D- RAMAZAN KADİR GECESİ'Nİ İÇİNE ALAN AYDIR
Kadir Gecesi, bin ayda yapılabilecek hayırların sevabına erdirici ilâhi bir rahmet gecesidir, O, yüceliği Kur'ân'da özel bir sûre ile açıklanmış Ramazan ayına özgü bir gecedir. Kur'ân'ın da indirilmeye başlandığı gecedir. Başlı başına bir konu olan Kadir Gecesi'ne ilişkin olarak Ramazan'ın bu ilk günlerinde bazı hatırlatmalar yapma gereğini duyuyoruz: Kadir Gecesi, Ramazan geceleri içinde olmakla birlikte hangi gece olduğu bildirilmeyen bir gecedir.
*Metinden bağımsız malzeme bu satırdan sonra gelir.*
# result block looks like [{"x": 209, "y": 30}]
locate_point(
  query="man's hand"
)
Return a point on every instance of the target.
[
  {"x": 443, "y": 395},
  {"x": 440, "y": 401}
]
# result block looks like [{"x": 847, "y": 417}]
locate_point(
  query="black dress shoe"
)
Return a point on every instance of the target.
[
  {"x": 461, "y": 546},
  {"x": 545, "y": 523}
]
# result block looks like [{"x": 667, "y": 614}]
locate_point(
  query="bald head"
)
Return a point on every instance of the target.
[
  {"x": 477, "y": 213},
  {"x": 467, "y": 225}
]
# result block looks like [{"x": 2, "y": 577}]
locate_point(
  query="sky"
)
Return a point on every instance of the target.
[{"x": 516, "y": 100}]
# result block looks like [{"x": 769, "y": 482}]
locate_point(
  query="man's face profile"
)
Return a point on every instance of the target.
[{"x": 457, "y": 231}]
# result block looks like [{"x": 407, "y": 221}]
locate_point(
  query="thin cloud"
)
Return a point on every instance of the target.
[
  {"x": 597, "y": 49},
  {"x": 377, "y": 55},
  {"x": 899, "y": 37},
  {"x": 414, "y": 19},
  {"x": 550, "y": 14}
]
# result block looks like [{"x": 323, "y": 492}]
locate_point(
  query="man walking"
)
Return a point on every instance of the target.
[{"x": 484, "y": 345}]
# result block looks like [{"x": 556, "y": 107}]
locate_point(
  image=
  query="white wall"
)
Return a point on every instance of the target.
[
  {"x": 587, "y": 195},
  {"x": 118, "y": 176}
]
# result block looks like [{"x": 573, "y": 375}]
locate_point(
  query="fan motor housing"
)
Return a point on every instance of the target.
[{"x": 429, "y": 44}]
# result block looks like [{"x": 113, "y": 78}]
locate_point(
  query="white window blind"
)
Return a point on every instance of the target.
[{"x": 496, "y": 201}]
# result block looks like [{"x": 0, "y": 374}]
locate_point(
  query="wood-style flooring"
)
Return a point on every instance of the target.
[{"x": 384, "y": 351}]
Bu sebeple onu yalnızca 27. gece olarak görme yanılgısına düşmemeliyiz. Kadir Gecesi'ni değerlendirerek hayırlarla dolu uzun bir ömürde kazanılabilecek sevaplara erebilmek için Ramazan gecelerinde faydasız televizyon programlarından sakınmalı; dedikodu yapılmamalıdır. Asla içki içilmemelidir. Her gece, yatsı namazını mümkünse teravih namazı ile birlikte kılmalı, düzenli olarak sahûra kalkmalı, bir süre ibâdet edip sabah namazını evde veya cemâatle camide kılmalıyız. Ramazan gecelerinde, ana-babakardeş gibi yakın çevremize olsun iftar vermeli, başta fitre-zekât olmak üzere yardım etmeli, akraba ve dostlarımızı telefonla olsun aramalı, böylece gönül kazanarak duâ almalıyız. Bütün bunları yapmalıyız ki hangi gece olursa olsun Kadir Gecesi'ne ermiş ve onu değerlendirmiş olalım.